This is a decorative bamboo with bright golden-yellow canes and contrasting darker-green foliage. It makes a striking addition to the back of the shrubbery and also makes a good specimen plant. Several clumps grown together can also be used to make a informal garden screen. It will tolerate most soil conditons and is particularly at home in a damp but free-draining spot.
Cordyline australis 'Purpurea Group' Cabbage palm
A good ingredient for a jungly sub-tropical garden or red border, the cabbage palm is a striking foliage plant with its long, thin, arching, purple leaves. It is usually grown in a large container, making a good contrast with the tall yellow Lilium 'Citronella', though it can also be used as summer bedding around the likes of a taller, flamboyant clump of cannas. Since it isn't totally hardy, it must be kept in a frost-free place over winter. If being grown outside permanently, it needs a sheltered hot spot, and the leaves will have to be covered over winter.
Festuca glauca Blue fescue
The truest blue of the dwarf grasses and totally drought-proof once established, this is a gem for a rock garden. The stiff thread-like blue foliage and steel blue flower-heads form dense rather upright tussocks, which look good grown for foliage interest amongst a wide variety of rock plants. They are also good subjects for containers, and look brilliant in terracotta pots. Alternatively grow several plants 20cm (8in) or more apart as ground cover in front of shrubs in a well-drained border. Plants develop their most intense coloration when kept dry in summer.

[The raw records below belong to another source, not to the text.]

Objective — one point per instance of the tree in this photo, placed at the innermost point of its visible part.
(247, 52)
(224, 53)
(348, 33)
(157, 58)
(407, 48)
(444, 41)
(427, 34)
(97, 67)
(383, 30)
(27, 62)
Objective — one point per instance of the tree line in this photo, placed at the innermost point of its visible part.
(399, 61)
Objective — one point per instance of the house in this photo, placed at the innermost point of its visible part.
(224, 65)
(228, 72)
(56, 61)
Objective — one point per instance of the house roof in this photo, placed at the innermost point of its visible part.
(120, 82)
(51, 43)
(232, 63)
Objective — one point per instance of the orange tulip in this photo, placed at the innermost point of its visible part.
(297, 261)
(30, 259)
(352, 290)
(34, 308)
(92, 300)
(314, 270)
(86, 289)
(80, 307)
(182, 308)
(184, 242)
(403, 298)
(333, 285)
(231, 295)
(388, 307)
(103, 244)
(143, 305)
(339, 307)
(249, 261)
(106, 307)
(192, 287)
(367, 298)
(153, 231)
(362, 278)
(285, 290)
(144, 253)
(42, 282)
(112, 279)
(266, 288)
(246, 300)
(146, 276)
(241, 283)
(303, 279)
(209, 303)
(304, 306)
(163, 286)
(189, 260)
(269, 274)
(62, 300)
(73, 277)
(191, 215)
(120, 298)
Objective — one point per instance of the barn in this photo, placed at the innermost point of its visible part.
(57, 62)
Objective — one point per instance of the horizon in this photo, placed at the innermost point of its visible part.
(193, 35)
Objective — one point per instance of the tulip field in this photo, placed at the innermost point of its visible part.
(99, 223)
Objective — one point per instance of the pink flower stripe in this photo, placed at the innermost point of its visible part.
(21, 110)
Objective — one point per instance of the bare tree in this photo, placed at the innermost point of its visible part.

Pittosporum tobira 'Nanum' Pittosporum
An attractive tender evergreen shrub that is grown for its attractive green foliage and sweetly scented, creamy white flowers which appear from late spring to early summer. The variety 'Nanum' is a lower growing compact plant that is perfect for use on the patio as a containerised specimen or in small gardens.
Cortaderia selloana
Pampas grass is traditionally grown as a specimen in the middle of a lawn, but also looks good grown in a shrub border as a giant ornamental grass. In a large garden it is also outstanding planted in informal drifts amongst trees, and it makes a good intruder-proof boundary due to its sharp edged evergreen leaves. Plants are best tidied annually to keep them free from debris which otherwise builds up and chokes out new growth. The plumes can be cut and dried for flower arranging, but are superb left in the garden where they look lovely rimmed with frost in the winter.